Two-way ANOVA is a statistical test used when one numerical dependent variable is compared across groups formed by two categorical independent variables. It helps determine whether each factor changes the mean outcome and whether the factors work together in a special way. This matters in experiments where results may depend on more than one condition, such as teaching method and study time, or fertilizer type and watering level.
Instead of running many separate tests, two-way ANOVA tests the pattern of group means in one organized model.
The key idea is to split the total variation in the data into parts due to Factor A, Factor B, the interaction between A and B, and random error. A main effect asks whether changing one factor changes the average response after averaging over the other factor. An interaction effect asks whether the effect of one factor depends on the level of the other factor, which is often shown by nonparallel lines on an interaction plot.
When interpreting results, the interaction should be considered first because it can change the meaning of the main effects.
Key Facts
- Two-way ANOVA model: Y = grand mean + effect of A + effect of B + interaction AB + error.
- Main effect of Factor A tests whether the means differ across levels of A after averaging over Factor B.
- Main effect of Factor B tests whether the means differ across levels of B after averaging over Factor A.
- Interaction effect tests whether the effect of Factor A changes across levels of Factor B.
- F statistic: F = MS factor / MS error, where MS = SS / df.
- Nonparallel lines in an interaction plot suggest an interaction; crossing lines suggest a strong interaction.
Vocabulary
- Two-way ANOVA
- A statistical test that compares group means using two categorical independent variables and one numerical dependent variable.
- Main effect
- The average effect of one factor on the dependent variable while ignoring or averaging over the other factor.
- Interaction effect
- A pattern where the effect of one factor depends on the level of another factor.
- Factor
- A categorical independent variable whose levels define groups in an experiment or study.
- Interaction plot
- A graph of group means that helps show whether two factors have separate or combined effects on a response variable.
Common Mistakes to Avoid
- Ignoring the interaction term before interpreting main effects is wrong because a significant interaction can mean the main effects are misleading when averaged over the other factor.
- Treating the dependent variable as categorical is wrong because ANOVA requires a numerical response variable whose means can be compared.
- Assuming nonparallel lines prove significance is wrong because an interaction plot shows a visual pattern, but the ANOVA F test and p-value determine statistical significance.
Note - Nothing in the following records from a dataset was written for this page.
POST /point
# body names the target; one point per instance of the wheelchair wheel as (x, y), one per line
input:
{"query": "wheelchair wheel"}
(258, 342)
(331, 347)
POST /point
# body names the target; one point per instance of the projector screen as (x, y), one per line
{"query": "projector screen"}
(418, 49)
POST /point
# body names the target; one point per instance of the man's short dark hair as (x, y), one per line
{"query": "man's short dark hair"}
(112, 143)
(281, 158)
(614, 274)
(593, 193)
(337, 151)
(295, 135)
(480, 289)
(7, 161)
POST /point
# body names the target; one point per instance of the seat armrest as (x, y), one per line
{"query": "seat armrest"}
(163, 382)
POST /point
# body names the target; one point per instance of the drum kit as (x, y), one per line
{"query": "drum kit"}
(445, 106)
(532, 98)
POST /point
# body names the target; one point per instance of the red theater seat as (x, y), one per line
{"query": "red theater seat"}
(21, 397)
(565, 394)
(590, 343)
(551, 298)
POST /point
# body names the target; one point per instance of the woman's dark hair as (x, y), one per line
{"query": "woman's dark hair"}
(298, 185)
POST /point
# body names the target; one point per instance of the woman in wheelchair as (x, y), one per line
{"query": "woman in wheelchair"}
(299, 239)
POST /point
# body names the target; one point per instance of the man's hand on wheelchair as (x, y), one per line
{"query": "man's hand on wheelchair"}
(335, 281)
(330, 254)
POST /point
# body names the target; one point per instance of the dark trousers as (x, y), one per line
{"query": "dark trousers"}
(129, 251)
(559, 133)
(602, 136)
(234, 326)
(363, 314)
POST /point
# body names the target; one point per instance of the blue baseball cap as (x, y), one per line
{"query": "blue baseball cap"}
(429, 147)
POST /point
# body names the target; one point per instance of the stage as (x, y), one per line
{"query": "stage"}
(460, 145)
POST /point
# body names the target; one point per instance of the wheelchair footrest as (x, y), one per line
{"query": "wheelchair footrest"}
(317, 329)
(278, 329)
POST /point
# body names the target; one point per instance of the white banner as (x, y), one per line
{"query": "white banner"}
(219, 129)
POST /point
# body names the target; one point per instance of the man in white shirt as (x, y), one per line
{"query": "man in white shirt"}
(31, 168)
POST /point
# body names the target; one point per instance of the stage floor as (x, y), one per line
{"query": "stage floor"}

- Running many separate t tests instead of a two-way ANOVA is wrong because it increases the chance of false positives and fails to test the interaction between factors.
Practice Questions
- 1 A study compares test scores for 2 teaching methods and 3 study-time groups with 10 students in each cell. How many total observations are in the experiment?
- 2 In a two-way ANOVA, SS_A = 120 with df_A = 2, and SS_error = 300 with df_error = 30. Calculate MS_A, MS_error, and the F statistic for Factor A.
- 3 An interaction plot shows two lines for Factor B that are nearly parallel across all levels of Factor A. Explain what this suggests about the interaction effect and why the main effects may be easier to interpret.